NOTE: Of course you can also store cluster state in a relational database, K3S will happily do that for you, but once you actually get it up and running your MySQL setup will literally be overtaken by state queries. I have tried on many occasions to make it work, and an effective system WILL require absolute finetuning from your end.

Etcd’s Ecosystem and Extensibility

etcd’s importance extends beyond Kubernetes, as it can also be utilized to coordinate critical system and metadata across clusters of various distributed applications. Its simplicity and consistency make it an attractive choice for any distributed system that requires a reliable data store.

Its API enables seamless integration with a myriad of applications, and developers can easily interact with it using popular programming languages like Go, Python, Java, and more. Moreover, etcd’s extensible architecture allows it to act as a foundation for building custom distributed systems tailored to specific use cases and requirements.

NOTE: While you definitly can, its not recommended to modify the state of a kubernetes cluster directly, whitout using the API.

The etcd community continues to grow and evolve, contributing to the development and enhancement of it. A plethora of third-party tools, libraries, and frameworks have emerged to simplify the deployment, management, and monitoring of etcd clusters. Some notable tools in the etcd ecosystem include:

etcdctl: A command-line client for managing etcd. etcd-operator: A Kubernetes operator that automates etcd cluster management tasks. etcdadm: a command-line tool for operating an etcd cluster. It makes it easy to create a new cluster, add a member to, or remove a member from an existing cluster. Its user experience is inspired by kubeadm. etcd-backup-operator takes backups of ETCD instances on both the control plane and tenant clusters. ETCD Manager Provide an efficient, modern GUI for desktop

A more extensive list of tools and libraries can be found in the (etcd docs itself](]

Things to consider when Deploying and Managing etcd

As custodians of complex distributed systems, engineers need to understand the importance of deploying and managing etcd with care. Adhering to best practices is essential to ensure the health and performance of an etcd cluster. Some key recommendations include:

Hardware considerations: Use SSDs for storage, as etcd’s performance relies heavily on disk speed.
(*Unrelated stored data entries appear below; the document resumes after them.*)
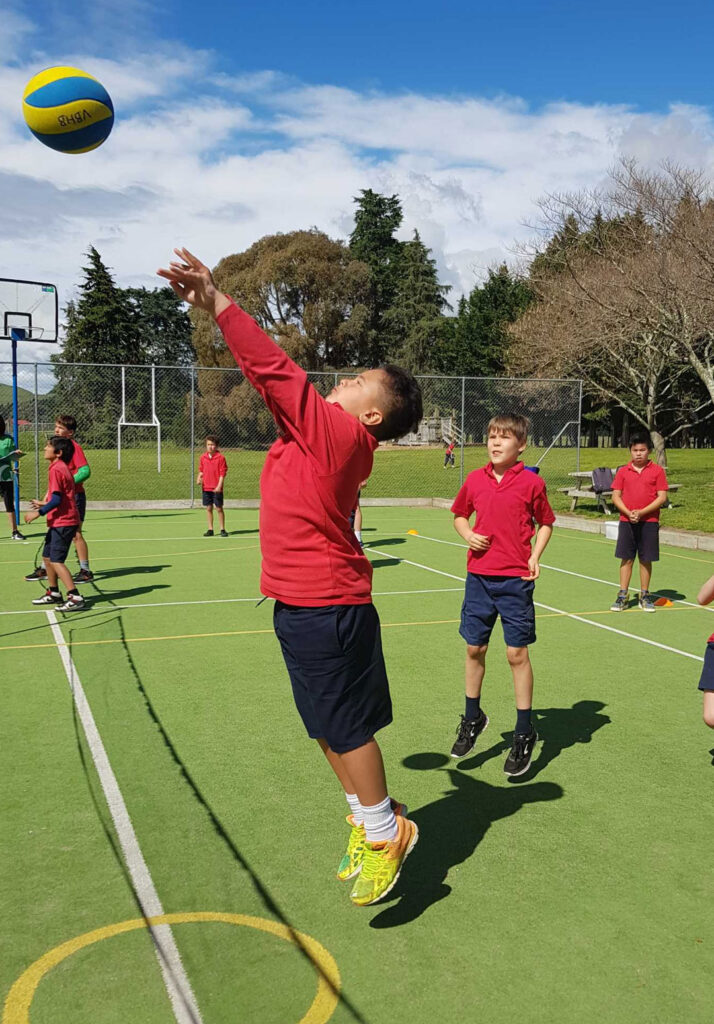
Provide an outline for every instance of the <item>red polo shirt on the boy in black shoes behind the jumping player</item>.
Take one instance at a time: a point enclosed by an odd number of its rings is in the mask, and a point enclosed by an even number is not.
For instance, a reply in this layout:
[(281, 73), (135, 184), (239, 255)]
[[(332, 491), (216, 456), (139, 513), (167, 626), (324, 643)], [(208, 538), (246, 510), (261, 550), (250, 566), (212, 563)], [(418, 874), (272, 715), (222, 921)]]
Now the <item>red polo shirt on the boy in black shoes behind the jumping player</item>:
[(451, 510), (464, 519), (475, 512), (473, 528), (491, 538), (488, 551), (469, 549), (466, 568), (476, 575), (528, 575), (535, 523), (555, 522), (545, 480), (527, 472), (522, 462), (506, 470), (500, 483), (491, 463), (469, 473)]

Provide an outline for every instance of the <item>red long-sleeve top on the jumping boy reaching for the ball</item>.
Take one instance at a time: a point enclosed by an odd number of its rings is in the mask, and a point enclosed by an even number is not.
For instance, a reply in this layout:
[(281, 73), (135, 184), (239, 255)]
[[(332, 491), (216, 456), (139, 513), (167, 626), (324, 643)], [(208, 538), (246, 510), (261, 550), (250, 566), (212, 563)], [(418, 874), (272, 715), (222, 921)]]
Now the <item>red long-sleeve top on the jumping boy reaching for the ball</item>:
[(369, 604), (372, 565), (349, 525), (377, 440), (325, 400), (271, 338), (232, 303), (225, 343), (272, 414), (280, 437), (260, 475), (260, 590), (286, 604)]

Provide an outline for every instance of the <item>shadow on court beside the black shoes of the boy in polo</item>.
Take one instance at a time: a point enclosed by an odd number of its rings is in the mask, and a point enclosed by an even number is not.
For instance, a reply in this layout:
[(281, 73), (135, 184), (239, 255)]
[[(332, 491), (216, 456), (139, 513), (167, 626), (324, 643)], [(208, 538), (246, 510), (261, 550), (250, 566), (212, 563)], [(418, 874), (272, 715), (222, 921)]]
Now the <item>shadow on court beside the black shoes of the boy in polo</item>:
[[(572, 708), (544, 708), (535, 711), (533, 718), (539, 738), (536, 757), (524, 775), (516, 775), (508, 781), (516, 785), (529, 782), (569, 746), (589, 743), (593, 734), (611, 722), (607, 715), (601, 714), (604, 707), (601, 700), (577, 700)], [(485, 751), (476, 748), (473, 757), (459, 762), (459, 770), (480, 768), (487, 761), (509, 751), (513, 733), (502, 732), (501, 736), (501, 740)]]

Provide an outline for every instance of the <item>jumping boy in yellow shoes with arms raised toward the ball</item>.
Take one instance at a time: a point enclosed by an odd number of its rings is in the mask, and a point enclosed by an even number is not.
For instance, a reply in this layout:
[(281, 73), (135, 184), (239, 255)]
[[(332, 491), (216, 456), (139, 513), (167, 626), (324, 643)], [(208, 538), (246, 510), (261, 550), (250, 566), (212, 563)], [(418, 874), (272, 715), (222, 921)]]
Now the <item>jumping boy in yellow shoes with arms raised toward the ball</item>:
[[(260, 478), (260, 588), (307, 734), (317, 739), (351, 811), (340, 879), (367, 906), (394, 886), (418, 829), (389, 799), (375, 733), (391, 722), (372, 566), (349, 526), (360, 481), (380, 440), (421, 419), (419, 386), (394, 366), (340, 381), (327, 398), (247, 313), (216, 290), (185, 249), (159, 271), (176, 295), (205, 309), (276, 419), (279, 439)], [(308, 837), (299, 848), (307, 855)], [(300, 866), (302, 877), (307, 868)]]

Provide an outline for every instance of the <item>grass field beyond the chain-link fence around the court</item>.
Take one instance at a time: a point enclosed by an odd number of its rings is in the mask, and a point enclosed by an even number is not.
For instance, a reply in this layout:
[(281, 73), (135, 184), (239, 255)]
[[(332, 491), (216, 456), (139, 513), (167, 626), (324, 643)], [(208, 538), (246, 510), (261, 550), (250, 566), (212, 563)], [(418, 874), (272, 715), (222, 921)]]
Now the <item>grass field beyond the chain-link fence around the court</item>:
[[(44, 493), (46, 467), (35, 466), (34, 436), (20, 437), (20, 446), (28, 453), (22, 463), (23, 500), (34, 498), (36, 490)], [(87, 485), (90, 501), (179, 501), (191, 498), (192, 478), (198, 472), (201, 450), (197, 449), (192, 471), (191, 451), (164, 445), (162, 469), (157, 472), (156, 446), (126, 449), (122, 453), (122, 469), (117, 469), (117, 451), (87, 449), (92, 468), (91, 483)], [(225, 449), (228, 473), (225, 484), (226, 499), (255, 499), (258, 497), (258, 477), (265, 461), (264, 452)], [(573, 484), (568, 474), (576, 469), (575, 449), (553, 449), (543, 461), (542, 472), (548, 483), (551, 504), (556, 512), (570, 510), (571, 501), (558, 493), (557, 487)], [(544, 455), (542, 449), (530, 447), (523, 459), (533, 464)], [(616, 467), (628, 462), (625, 449), (581, 449), (581, 469), (595, 466)], [(673, 508), (662, 513), (663, 525), (677, 529), (711, 530), (712, 500), (714, 499), (714, 473), (712, 451), (701, 449), (673, 449), (668, 453), (667, 473), (681, 489), (673, 498)], [(488, 461), (484, 446), (464, 450), (464, 472)], [(456, 468), (444, 469), (443, 449), (379, 449), (374, 470), (365, 492), (366, 498), (451, 498), (461, 479), (460, 453), (456, 452)], [(38, 487), (39, 481), (39, 487)], [(200, 504), (201, 492), (194, 486), (195, 498)], [(576, 515), (600, 518), (595, 503), (581, 502)]]

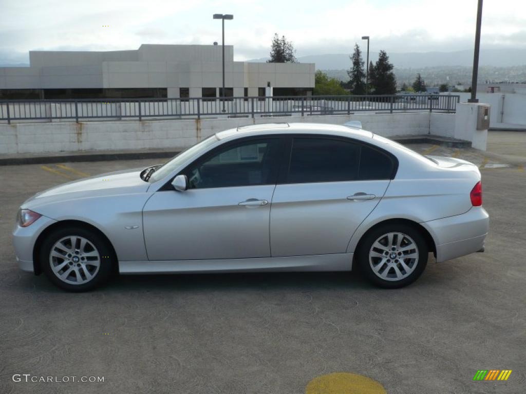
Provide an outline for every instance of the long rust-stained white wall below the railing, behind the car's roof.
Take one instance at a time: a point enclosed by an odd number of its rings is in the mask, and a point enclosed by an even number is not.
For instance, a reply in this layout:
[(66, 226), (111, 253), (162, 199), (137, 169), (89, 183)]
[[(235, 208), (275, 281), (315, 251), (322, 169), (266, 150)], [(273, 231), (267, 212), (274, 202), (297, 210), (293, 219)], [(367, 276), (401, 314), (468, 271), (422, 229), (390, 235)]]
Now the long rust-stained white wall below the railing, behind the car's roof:
[[(437, 119), (431, 122), (431, 119)], [(341, 125), (359, 120), (381, 136), (428, 134), (454, 125), (454, 114), (429, 112), (201, 120), (14, 123), (0, 125), (0, 154), (126, 149), (184, 149), (218, 131), (274, 122)], [(443, 124), (443, 123), (444, 124)], [(453, 126), (451, 126), (453, 127)], [(444, 131), (446, 132), (446, 131)]]

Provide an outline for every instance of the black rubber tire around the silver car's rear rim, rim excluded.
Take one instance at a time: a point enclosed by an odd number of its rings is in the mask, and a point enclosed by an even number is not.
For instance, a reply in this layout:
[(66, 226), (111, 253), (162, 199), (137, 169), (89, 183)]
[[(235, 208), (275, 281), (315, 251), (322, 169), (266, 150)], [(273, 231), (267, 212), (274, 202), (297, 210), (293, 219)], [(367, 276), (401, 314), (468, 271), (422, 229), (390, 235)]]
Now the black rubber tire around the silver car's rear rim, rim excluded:
[[(369, 251), (372, 247), (372, 244), (383, 234), (398, 232), (406, 234), (411, 237), (411, 239), (417, 244), (418, 247), (418, 264), (414, 271), (409, 274), (409, 276), (401, 279), (401, 281), (386, 281), (378, 277), (369, 265)], [(383, 287), (383, 288), (399, 288), (407, 286), (418, 279), (422, 275), (424, 269), (426, 268), (428, 261), (429, 249), (427, 242), (422, 236), (421, 232), (415, 229), (413, 226), (407, 224), (386, 224), (379, 226), (377, 229), (369, 232), (358, 249), (357, 262), (360, 268), (360, 271), (363, 275), (374, 285)]]

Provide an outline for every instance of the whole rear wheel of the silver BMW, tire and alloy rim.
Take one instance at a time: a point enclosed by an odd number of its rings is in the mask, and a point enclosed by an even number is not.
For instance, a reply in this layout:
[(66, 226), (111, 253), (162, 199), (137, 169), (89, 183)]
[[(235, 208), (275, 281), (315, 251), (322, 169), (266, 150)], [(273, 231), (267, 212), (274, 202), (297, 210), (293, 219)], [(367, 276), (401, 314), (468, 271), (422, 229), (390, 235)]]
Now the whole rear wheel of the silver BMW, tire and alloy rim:
[(372, 284), (399, 288), (418, 279), (426, 268), (428, 254), (420, 231), (407, 224), (392, 223), (366, 234), (357, 251), (357, 262)]

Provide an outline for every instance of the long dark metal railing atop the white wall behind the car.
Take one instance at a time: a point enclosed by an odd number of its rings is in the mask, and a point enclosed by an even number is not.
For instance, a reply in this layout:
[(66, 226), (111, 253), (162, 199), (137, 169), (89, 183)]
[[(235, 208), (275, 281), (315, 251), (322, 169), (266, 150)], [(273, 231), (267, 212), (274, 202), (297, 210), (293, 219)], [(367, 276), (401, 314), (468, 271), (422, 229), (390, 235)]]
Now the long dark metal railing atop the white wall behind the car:
[(201, 119), (351, 115), (356, 112), (455, 112), (460, 96), (290, 96), (151, 99), (0, 100), (0, 121)]

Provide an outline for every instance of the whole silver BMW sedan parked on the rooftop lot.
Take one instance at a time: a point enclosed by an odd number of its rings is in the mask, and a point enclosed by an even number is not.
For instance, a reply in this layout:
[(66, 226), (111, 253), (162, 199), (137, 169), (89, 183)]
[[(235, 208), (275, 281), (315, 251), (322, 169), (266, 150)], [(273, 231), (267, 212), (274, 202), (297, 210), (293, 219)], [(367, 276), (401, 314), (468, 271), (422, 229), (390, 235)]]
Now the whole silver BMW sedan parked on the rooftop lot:
[(68, 291), (114, 273), (350, 271), (415, 281), (483, 251), (476, 165), (371, 132), (308, 123), (222, 131), (163, 165), (35, 194), (13, 232), (24, 271)]

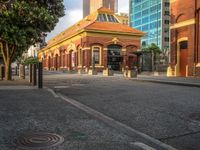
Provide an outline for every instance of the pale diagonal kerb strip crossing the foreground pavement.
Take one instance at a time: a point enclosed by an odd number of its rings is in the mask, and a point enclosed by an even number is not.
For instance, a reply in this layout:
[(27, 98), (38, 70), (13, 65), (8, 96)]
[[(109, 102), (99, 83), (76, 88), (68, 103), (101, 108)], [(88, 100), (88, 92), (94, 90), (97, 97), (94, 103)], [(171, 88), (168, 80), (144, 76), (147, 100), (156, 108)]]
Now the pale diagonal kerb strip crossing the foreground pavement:
[[(54, 92), (54, 94), (56, 94)], [(131, 137), (134, 137), (134, 136), (140, 136), (142, 138), (144, 138), (145, 140), (147, 140), (148, 142), (151, 142), (152, 144), (156, 144), (157, 146), (159, 146), (162, 150), (177, 150), (176, 148), (170, 146), (170, 145), (167, 145), (165, 143), (162, 143), (161, 141), (157, 140), (157, 139), (154, 139), (153, 137), (150, 137), (149, 135), (146, 135), (138, 130), (135, 130), (129, 126), (127, 126), (126, 124), (123, 124), (119, 121), (116, 121), (114, 120), (113, 118), (111, 117), (108, 117), (82, 103), (79, 103), (77, 102), (76, 100), (74, 99), (71, 99), (71, 98), (68, 98), (60, 93), (56, 94), (58, 97), (60, 97), (61, 99), (63, 99), (64, 101), (70, 103), (71, 105), (79, 108), (80, 110), (92, 115), (93, 117), (103, 121), (104, 123), (108, 124), (109, 126), (117, 129), (117, 130), (120, 130), (121, 132), (127, 134), (128, 136), (131, 136)], [(141, 145), (141, 144), (140, 144)]]

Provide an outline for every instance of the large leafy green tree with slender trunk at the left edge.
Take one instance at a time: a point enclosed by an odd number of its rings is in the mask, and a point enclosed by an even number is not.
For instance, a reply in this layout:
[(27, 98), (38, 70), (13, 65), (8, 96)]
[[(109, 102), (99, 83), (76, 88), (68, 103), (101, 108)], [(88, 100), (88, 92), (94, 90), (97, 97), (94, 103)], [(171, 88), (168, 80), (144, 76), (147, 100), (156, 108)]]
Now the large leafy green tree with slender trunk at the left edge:
[[(6, 0), (5, 0), (6, 1)], [(44, 32), (55, 27), (64, 15), (63, 0), (10, 0), (0, 6), (0, 50), (5, 78), (11, 80), (11, 62), (30, 45), (40, 42)]]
Provide adequate memory and CPU resources to accommodate the cluster’s workloads. Configuration: Tune etcd’s configuration parameters to optimize performance for your specific use case, considering factors like network latency and data size. Monitoring and alerting: Implement monitoring solutions, such as Prometheus and Grafana, to track etcd performance metrics and set up alerts for potential issues. Backup and recovery: Regularly create and test backups of your etcd data to ensure swift recovery in the event of data loss or corruption. Security: Implement role-based access controls, TLS, and SSL client certificate authentication to protect sensitive configuration data and restrict access to authorized personnel only.

In Conclusion

etcd is a robust and reliable distributed key-value store that quietly underpins distributed systems like Kubernetes. Its fully replicated, highly available, reliable, fast, secure, and simple design ensures that it remains a steadfast guardian of critical information in distributed systems. With its unique advantages over Redis, MySQL, and PostgreSQL in the realm of distributed system configuration management, etcd has earned its place as an essential tool for distributed systems.

As the etcd ecosystem continues to flourish, and best practices for its deployment and management are widely adopted, the future looks promising for this unsung hero. With etcd, distributed systems can thrive and achieve their full potential, all while maintaining harmony and consistency in the face of ever-growing complexity.